Saturday, June 23, 2012
I'm always open to guest bloggers on Tinsel & Tine! Although normally those I asked to write something, always say - "Yes, great I'd like to do that", and then never write a bleeping word. Those that contact me, of course want to include a link. Which is fine as long as the link goes to something above board, and most importantly, the post is well-written and pertaining to film or food or ideally both.
Please enjoy guest post by Rose Redding:------------------------------------------------------------------------------------
Commentary: One Day
When David Nicholls’s novel, One Day, hit bookshelves back in 2009 it quickly became a phenomenon. After being translated into 31 languages it appeared on best seller lists throughout the world and became the highest selling novel of 2010. It was therefore only a matter of time before someone set about transforming this modern day love story into a motion picture.
Danish director Lone Scherfig took up the challenge and with the help of Nicholls himself as screenwriter, the adaptation of the novel premiered in cinemas in 2011. But could it achieve the difficult task of living up to its hugely loved, paperback counterpart?
Sadly, the general consensus from critics and fans was a resounding no. Despite the film standing alone as a reasonable rom-com, it simply lacked the spark of the novel.
The beauty of the novel is its unique format that breaks all of the rules of literary text books. The story opens on July 15th 1988 when two students, Emma and Dexter, wake up together on their last day of university.

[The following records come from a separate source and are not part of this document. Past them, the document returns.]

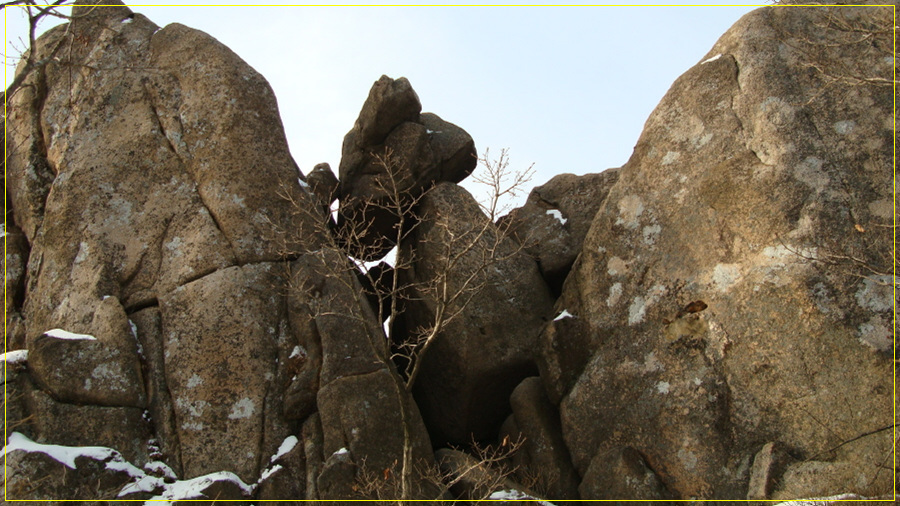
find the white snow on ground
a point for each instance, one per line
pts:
(67, 454)
(515, 495)
(287, 445)
(193, 488)
(63, 334)
(15, 356)
(564, 314)
(269, 472)
(821, 501)
(556, 213)
(141, 481)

Somehow this awkward encounter marks the beginning of a friendship that forms the backbone of the novel with each chapter revisiting the two characters on this same day for the next twenty years.
Sometimes they are together; sometimes they are apart. Sometimes the day is conveniently momentous and dramatic; sometimes it acts more as a narrative strategy to indicate how their lives have progressed (or failed to progress in Dexter’s case) in the past year. But either way it is a structure that works perfectly in the book and never fails to engage and entice the audience into reading on.
In the film however, this original form makes the film seem too fragmented. Due to obvious time constraints, each year/chapter/scene (however you want to look at it) lacks the depth and detail that made the book so special. We don’t get the chance to get to know the characters at each stage, therefore we cannot fully appreciate their transcendence into the people that form the dramatic and heart wrenching climax.
Some critics have suggested that the idea simply doesn’t work in film form and without the subtitles to indicate what year we are on, anyone who didn’t have prior knowledge of the book would fail to recognize this structure anyway – it would just seem like a regular movie storyline progressing over time. It is certainly no simple feat for two actors to try and convey the changes in personality, appearance and circumstance that any individual would encounter as they mature over a twenty year period.
Similarly, Sturgess manages to bring the character of Dexter to life in a way that makes him both thoroughly dis-likeable yet ultimately endearing at the same time. His arrogant laziness and thoughtless womanizing is designed to make the audience question why he would ever be the object of affection for an intelligent, down-to-earth girl like Emma. But his quest for rehabilitation almost becomes a story within itself and this is one part of the story that is at least explored a little more thoroughly in the film.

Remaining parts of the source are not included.